57 飲みニュケーション
大人の付き合い
「へぇー、お義父さんもあそこ行ったんですね」
「ええ、昔妻と二人で、健斗が出来るかなり前にね」
ビールを飲みながら二人で楽しそうに会話をする先生と父さん。
「千鶴ちゃん。美味しい?」
「うん!おにいちゃんのごはんがいちばんおいしい」
「そっか、嬉しいよ」
そしてこちらは千鶴ちゃんと一緒に楽しく食事をする俺。海斗は早々に部屋を出ていってしまったので、後でゆっくり話したいものだが、それより今は千鶴ちゃんをこの場に一人残すのがあまり良くないので側で見守っている。
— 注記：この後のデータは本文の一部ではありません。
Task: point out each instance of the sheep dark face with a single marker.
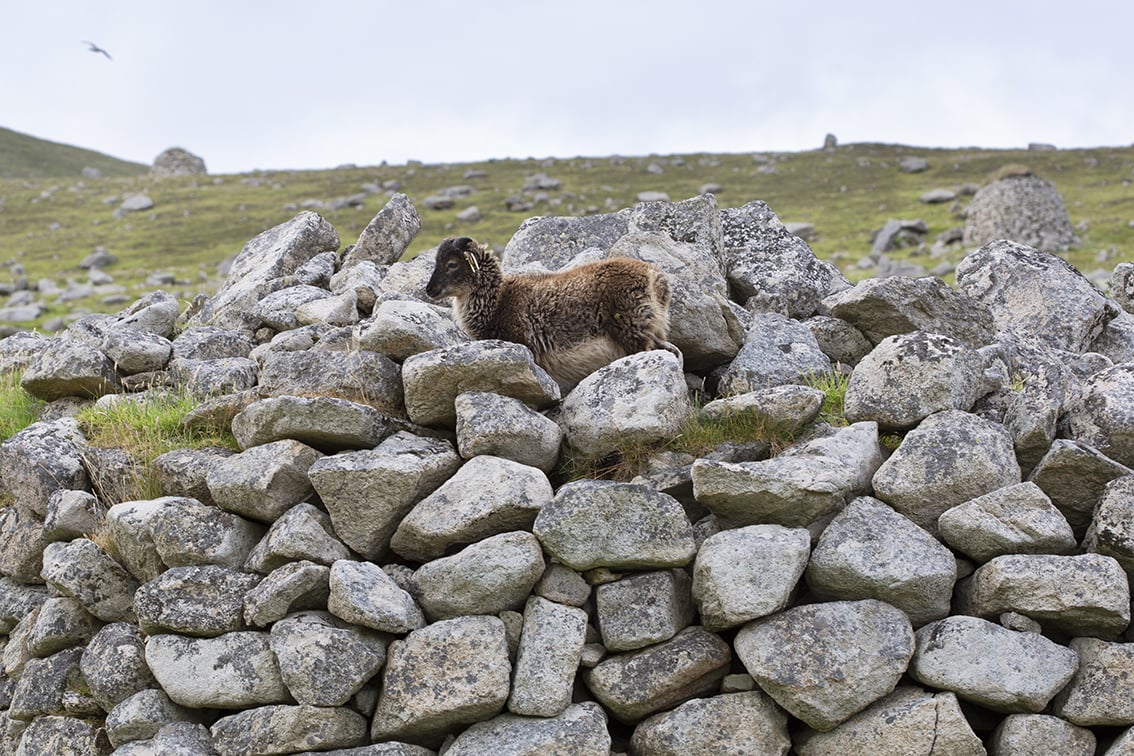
(455, 272)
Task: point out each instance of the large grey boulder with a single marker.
(1080, 595)
(388, 235)
(776, 350)
(580, 730)
(908, 376)
(1017, 519)
(487, 497)
(652, 532)
(1035, 295)
(907, 721)
(881, 307)
(236, 670)
(990, 665)
(826, 662)
(434, 379)
(487, 577)
(441, 678)
(921, 483)
(276, 253)
(369, 492)
(641, 398)
(747, 572)
(731, 723)
(637, 684)
(870, 551)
まあ、先生も父さんも流石にセーブして飲んでるだろうが・・・
「あはは、お義父さんそんなに男に告られたんですか」
「ええ、この格好だと凄くてね、店のお客さんは分かってて告白してくるけど、ナンパなんてしつこくて現実を突きつけるまでなかなかひいてくれなくてね」
「そうなんですかー」
「そういう遥香さんもおモテになるんじゃないかしら?」
「私は、そういう気配があればすぐに関係を断ちますからあんまりないですね」
その言葉に少しだけホッとする。しかしこうして敬語の先生は初めてだけどなんだか新鮮でいいな。そんな俺の気配を読んだのか先生は言った。
「健斗のお陰で最近晩酌が前より楽しいんですよ」
「そう、昔は私の晩酌に付き合ってたわね。眠そうにしながら」
「仕方ないでしょ。1日頑張った後で晩酌はかなり子供には辛かったんだから」
「そうね。最近は帰ってからか、お店で飲んで満足するからしない時もあるけど・・・たまにはこっちにも付き合って貰おうかしら」
そう言われて驚くが俺はそれに苦笑しながら答えた。
「父さん、酔うと面倒だからなぁ」
「まあ、酷いわね。遥香さんは良くて私はダメなの?」
「遥香さんは酔ったら可愛くなりますから」
「ん?それじゃあ、今は可愛くないのか?」
「もちろん可愛いと言いたいですが、普段は凛々しいですから。可愛い担当は千鶴ちゃんですね」
そう言うと千鶴ちゃんはきょとんとしてから聞いてきた。
「ちー、かわいいの?」
「うん、凄く可愛いよ」
「えへへ、そうなんだ」
嬉しそうに笑う千鶴ちゃん。うん、やっぱり千鶴ちゃんは可愛い。父親目線でそう思う。将来先生みたいな美人さんになるなら今からもっと色々教えておくべきだろうという俺の思考を読んだように先生は言った。
「本当に妬けるくらいにちーちゃんのことも大切にするよな」
「遥香さんも大切ですよ。ジャンルが若干違いますが」
「なら、私はなんだ?」
「異性としての好きですよ。知ってて聞くのはズルいですよ?」
「大人は皆ズルいのさ」
そんな風にして先生と話す俺を父さんがえらく優しい瞳で見ていたのはなんとなく気づいたが言えなかった。きっと恥ずかしかったのだろう。